Contemplé, con los ojos como platos, cómo la cámara cruzaba el vestíbulo y luego subía las escaleras. Durante un momento se veía poco más que un remolino de oscuridad, y desde el piso de abajo llegaba el sonido apagado del hombre oso gritando: «Sodomía... felación... cunnilingus... pederastia...», sin ninguna intención de aproximarse a la melodía.
Mi padre llegó al rellano superior, se detuvo un instante y susurró en voz muy baja. Luego avanzó de nuevo, y con un sobresalto me di cuenta de hacia dónde se dirigía. Estaba todo en silencio ahora, y lo único que oía eran su respiración y el sordo rumor de sus pies contra la alfombra mientras abría la puerta de mi habitación.
Al principio estaba oscuro, pero gradualmente se filtró luz suficiente desde el rellano para iluminar mi cama contra la pared. Yo debía de tener unos cinco años. Solo se me veían la coronilla y un pedazo de mejilla, donde incidía la luz. Un trocito de hombro, cubierto con un pijama oscuro. La habitación era de un verde moteado; y la alfombra, marrón, como fue siempre.
Se quedó ahí de pie, dos minutos enteros, sin decir ni hacer nada, aparte de sostener la cámara y contemplarme.
Yo permanecí sentado y también lo observaba, casi sin aliento.
La calidad del sonido ambiental de la cinta cambió al cabo de un rato, como si hubieran empezado con otra canción en el piso de abajo.

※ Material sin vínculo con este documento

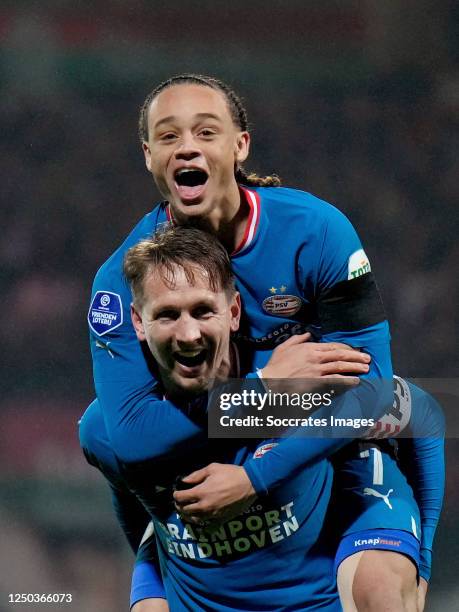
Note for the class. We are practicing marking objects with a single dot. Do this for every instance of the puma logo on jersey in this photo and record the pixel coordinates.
(369, 491)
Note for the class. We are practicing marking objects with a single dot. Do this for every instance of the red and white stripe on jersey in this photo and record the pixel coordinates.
(253, 200)
(169, 216)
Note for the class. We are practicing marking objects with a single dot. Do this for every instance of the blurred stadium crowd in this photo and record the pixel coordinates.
(377, 138)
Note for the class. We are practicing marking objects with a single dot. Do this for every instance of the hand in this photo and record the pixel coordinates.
(297, 357)
(156, 604)
(422, 593)
(221, 493)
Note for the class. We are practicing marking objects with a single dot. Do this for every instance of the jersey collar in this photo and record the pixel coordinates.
(253, 200)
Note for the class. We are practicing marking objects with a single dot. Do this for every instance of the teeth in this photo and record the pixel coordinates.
(189, 353)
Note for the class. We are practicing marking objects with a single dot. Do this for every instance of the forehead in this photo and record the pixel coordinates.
(187, 100)
(159, 289)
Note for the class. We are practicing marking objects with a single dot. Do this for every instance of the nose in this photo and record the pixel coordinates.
(187, 149)
(187, 331)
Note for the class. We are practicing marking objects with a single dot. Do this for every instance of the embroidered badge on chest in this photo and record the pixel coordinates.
(281, 304)
(105, 313)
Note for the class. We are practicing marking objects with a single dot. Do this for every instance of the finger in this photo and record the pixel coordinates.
(187, 496)
(331, 346)
(297, 339)
(197, 476)
(191, 509)
(346, 381)
(344, 355)
(343, 367)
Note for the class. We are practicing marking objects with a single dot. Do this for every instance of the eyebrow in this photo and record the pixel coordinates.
(172, 118)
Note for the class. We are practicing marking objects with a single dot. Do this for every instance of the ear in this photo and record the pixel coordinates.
(235, 310)
(136, 318)
(242, 147)
(147, 153)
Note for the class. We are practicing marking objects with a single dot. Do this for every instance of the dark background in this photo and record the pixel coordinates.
(356, 102)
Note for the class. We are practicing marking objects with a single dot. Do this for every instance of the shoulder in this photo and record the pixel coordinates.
(288, 202)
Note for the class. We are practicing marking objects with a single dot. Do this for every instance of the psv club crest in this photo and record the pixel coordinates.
(281, 304)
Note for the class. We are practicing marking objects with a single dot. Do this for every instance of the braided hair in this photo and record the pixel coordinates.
(236, 109)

Luego se produjo un ruido suave, quizá de pisadas sobre la alfombra. El ruido paró y supe, lo supe sin ver ni oír nada que lo confirmase, que mi madre estaba de pie junto a mi padre..
La cámara siguió enfocando al chico en la cama, a mí, durante unos instantes más. Después se movió, despacio, hacia la izquierda. Al principio pensé que se marchaban, pero luego me di cuenta de que la cámara pivotaba, giraba para enfocar en la dirección opuesta.
Viró ciento ochenta grados y se detuvo.
Mis padres miraban directamente al objetivo. Sus rostros copaban el plano: no muy pegados, sino uno justo al lado del otro. No tenían aspecto de estar borrachos ni colocados. Parecían mirarme.
—Hola Ward —dijo mi madre dulcemente—. Me pregunto qué edad tendrás ahora.
Miró por encima de la cámara, presumiblemente a la silueta que dormía en la cama.
—Me pregunto qué edad tendrás —repitió, y había algo triste y desencajado en su voz.
Mi padre seguía mirando a la cámara. Era quizá cinco o seis años más joven de lo que soy yo ahora. Él también habló en susurros, pero con una mirada poco afectuosa.
—Y me pregunto en qué te habrás convertido.
Nieve, interferencias. Alguien pasó por delante de mi habitación arrastrando un carrito con ruido metálico.
No detuve la cinta. Era incapaz de moverme.
La última escena correspondía también a un original de ocho milímetros, pero los colores eran más imprecisos, desvanecidos, pálidas superficies blanqueadas y reducidas hasta la pura luz. Por toda la pantalla aparecían sin cesar puntos y rayas oscuras parpadeantes, de modo que los movimientos que se veían detrás parecían mesurados y distantes.